In a move to support a faster recovery of the economy, Thailand has asked hotel operators to increase prices for foreign tourists and the country is planning to rise hotel prices to pre-pandemic days.
Thailand’s tourism ministry has asked hotel operators to implement a dual-tariff structure under which foreign tourists may be charged rates similar to pre-pandemic days while locals may continue to enjoy discounted rates.
“This is to maintain our standards of rates and services for foreign tourists, which affects the perception of the country’s tourism brand,” said a spokesperson from the government. “Rates that have been reduced during Covid-19 will be maintained for Thais to sustain the momentum of domestic tourism.” Continued the spokesperson.

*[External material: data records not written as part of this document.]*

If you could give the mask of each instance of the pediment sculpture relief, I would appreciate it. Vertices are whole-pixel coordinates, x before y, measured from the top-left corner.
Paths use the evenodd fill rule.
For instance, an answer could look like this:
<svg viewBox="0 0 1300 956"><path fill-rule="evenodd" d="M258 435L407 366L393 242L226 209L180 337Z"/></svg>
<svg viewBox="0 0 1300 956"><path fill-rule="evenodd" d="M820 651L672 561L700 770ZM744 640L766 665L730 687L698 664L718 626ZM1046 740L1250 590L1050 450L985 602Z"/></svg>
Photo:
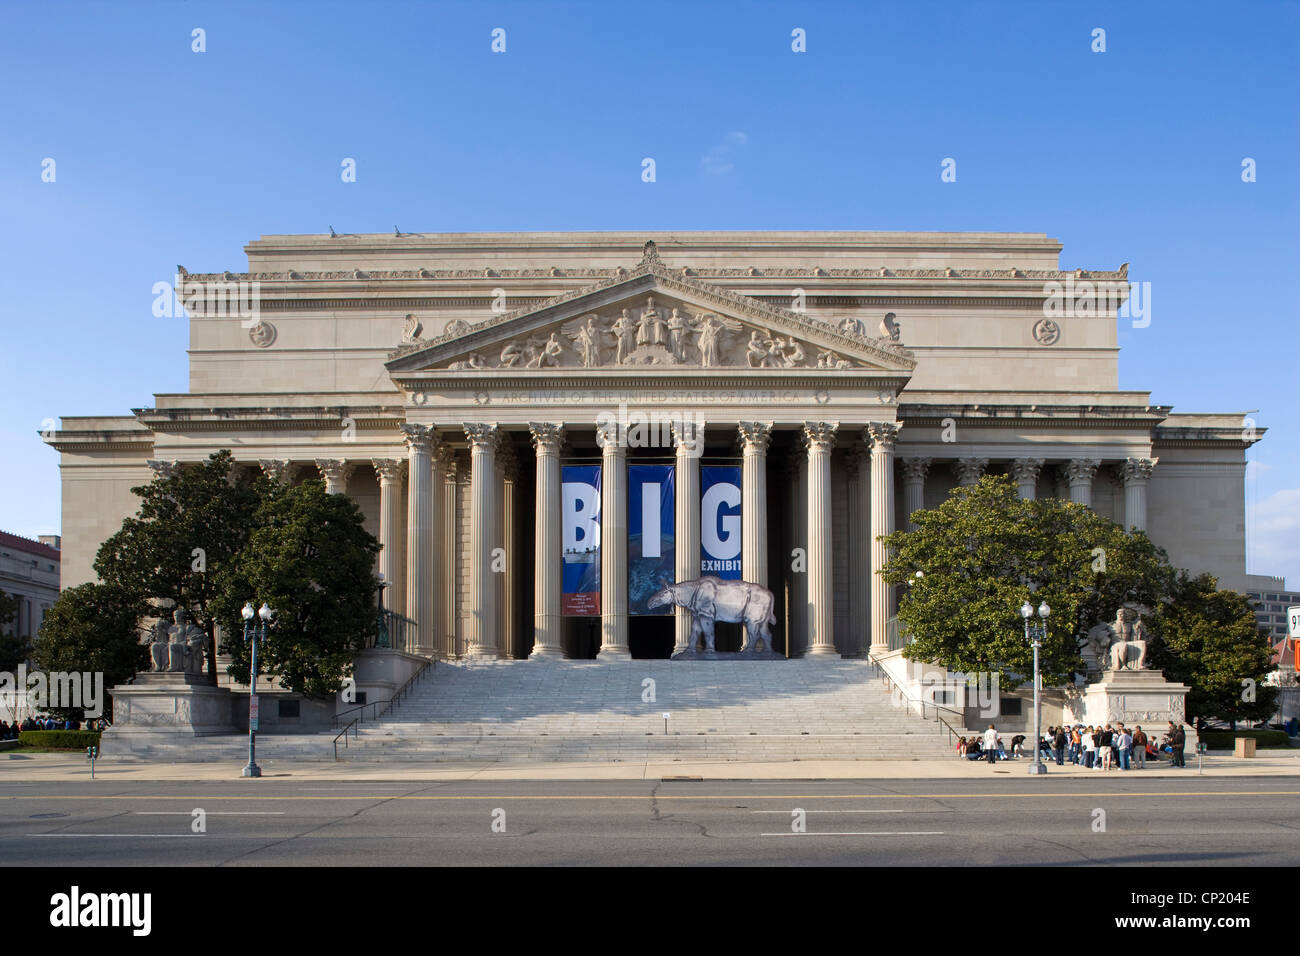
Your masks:
<svg viewBox="0 0 1300 956"><path fill-rule="evenodd" d="M739 334L737 334L739 333ZM748 333L748 342L745 340ZM713 312L694 313L666 306L647 296L642 307L616 312L589 312L555 329L544 329L507 342L496 362L475 352L447 368L537 369L614 366L687 366L696 368L849 368L854 363L801 342L791 335L754 328Z"/></svg>

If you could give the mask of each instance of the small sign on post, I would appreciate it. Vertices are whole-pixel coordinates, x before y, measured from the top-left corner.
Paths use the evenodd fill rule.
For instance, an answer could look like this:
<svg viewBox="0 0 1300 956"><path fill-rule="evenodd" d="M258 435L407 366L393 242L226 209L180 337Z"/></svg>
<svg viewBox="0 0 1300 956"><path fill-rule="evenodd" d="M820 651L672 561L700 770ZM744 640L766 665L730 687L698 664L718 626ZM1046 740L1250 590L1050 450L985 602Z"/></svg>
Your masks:
<svg viewBox="0 0 1300 956"><path fill-rule="evenodd" d="M248 729L257 729L257 695L248 698Z"/></svg>
<svg viewBox="0 0 1300 956"><path fill-rule="evenodd" d="M1300 641L1300 604L1286 609L1286 634L1291 640Z"/></svg>

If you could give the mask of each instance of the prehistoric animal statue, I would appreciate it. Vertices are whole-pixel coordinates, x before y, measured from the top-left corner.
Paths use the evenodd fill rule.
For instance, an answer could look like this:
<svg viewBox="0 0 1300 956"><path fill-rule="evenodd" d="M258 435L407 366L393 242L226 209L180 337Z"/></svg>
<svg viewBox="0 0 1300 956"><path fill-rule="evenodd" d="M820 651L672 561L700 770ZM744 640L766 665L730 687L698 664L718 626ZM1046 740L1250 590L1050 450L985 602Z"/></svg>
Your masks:
<svg viewBox="0 0 1300 956"><path fill-rule="evenodd" d="M772 592L765 587L710 576L665 585L651 595L647 606L653 610L673 605L690 611L691 650L695 649L700 635L704 636L704 649L714 649L715 622L741 622L745 625L745 642L740 653L744 654L756 650L760 639L765 649L772 649L770 625L776 623L772 613L774 603Z"/></svg>

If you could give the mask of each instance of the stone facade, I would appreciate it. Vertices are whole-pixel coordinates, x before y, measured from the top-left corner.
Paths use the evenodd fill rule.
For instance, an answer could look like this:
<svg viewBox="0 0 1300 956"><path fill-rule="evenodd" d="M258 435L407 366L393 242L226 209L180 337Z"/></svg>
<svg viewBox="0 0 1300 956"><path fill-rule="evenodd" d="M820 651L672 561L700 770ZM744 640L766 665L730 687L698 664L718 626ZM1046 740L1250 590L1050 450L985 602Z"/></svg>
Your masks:
<svg viewBox="0 0 1300 956"><path fill-rule="evenodd" d="M557 460L604 463L607 533L625 527L629 463L674 464L679 488L698 487L680 439L602 439L602 414L636 412L698 425L705 460L743 469L744 573L777 593L777 645L794 655L886 648L875 536L981 474L1245 581L1245 452L1261 430L1120 390L1113 313L1045 323L1049 283L1126 270L1062 271L1044 235L268 236L245 251L246 273L178 274L188 392L65 418L48 439L65 586L93 578L131 486L230 448L357 499L419 653L635 654L621 535L594 620L563 618L546 558ZM679 577L700 561L681 504Z"/></svg>

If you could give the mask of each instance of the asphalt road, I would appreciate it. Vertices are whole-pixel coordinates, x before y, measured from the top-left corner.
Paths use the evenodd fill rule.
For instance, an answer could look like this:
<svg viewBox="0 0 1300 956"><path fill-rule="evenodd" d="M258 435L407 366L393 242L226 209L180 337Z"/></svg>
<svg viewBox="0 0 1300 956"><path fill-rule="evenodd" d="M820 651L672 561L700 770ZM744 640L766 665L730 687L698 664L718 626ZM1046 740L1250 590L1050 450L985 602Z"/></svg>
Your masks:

Hotels in tourism hotspots such as Bangkok, Phuket, Krabi and Koh Samui continue to offer huge discounts to draw back visitors after the pandemic pushed room occupancy rates to about 30%.
While there has been no immediate response Tourism Authority of Thailand (TAT) will soon hold talks with the Hotel Association of Thailand about the dual-pricing plans.
The famous SE Asian tourist destination which used to be a preferred tourist place is still reeling under the effects of the covid19 pandemic.
Thailand expects 9.3 million foreign arrivals this year, a fraction of the 40 million tourists it received in 2019.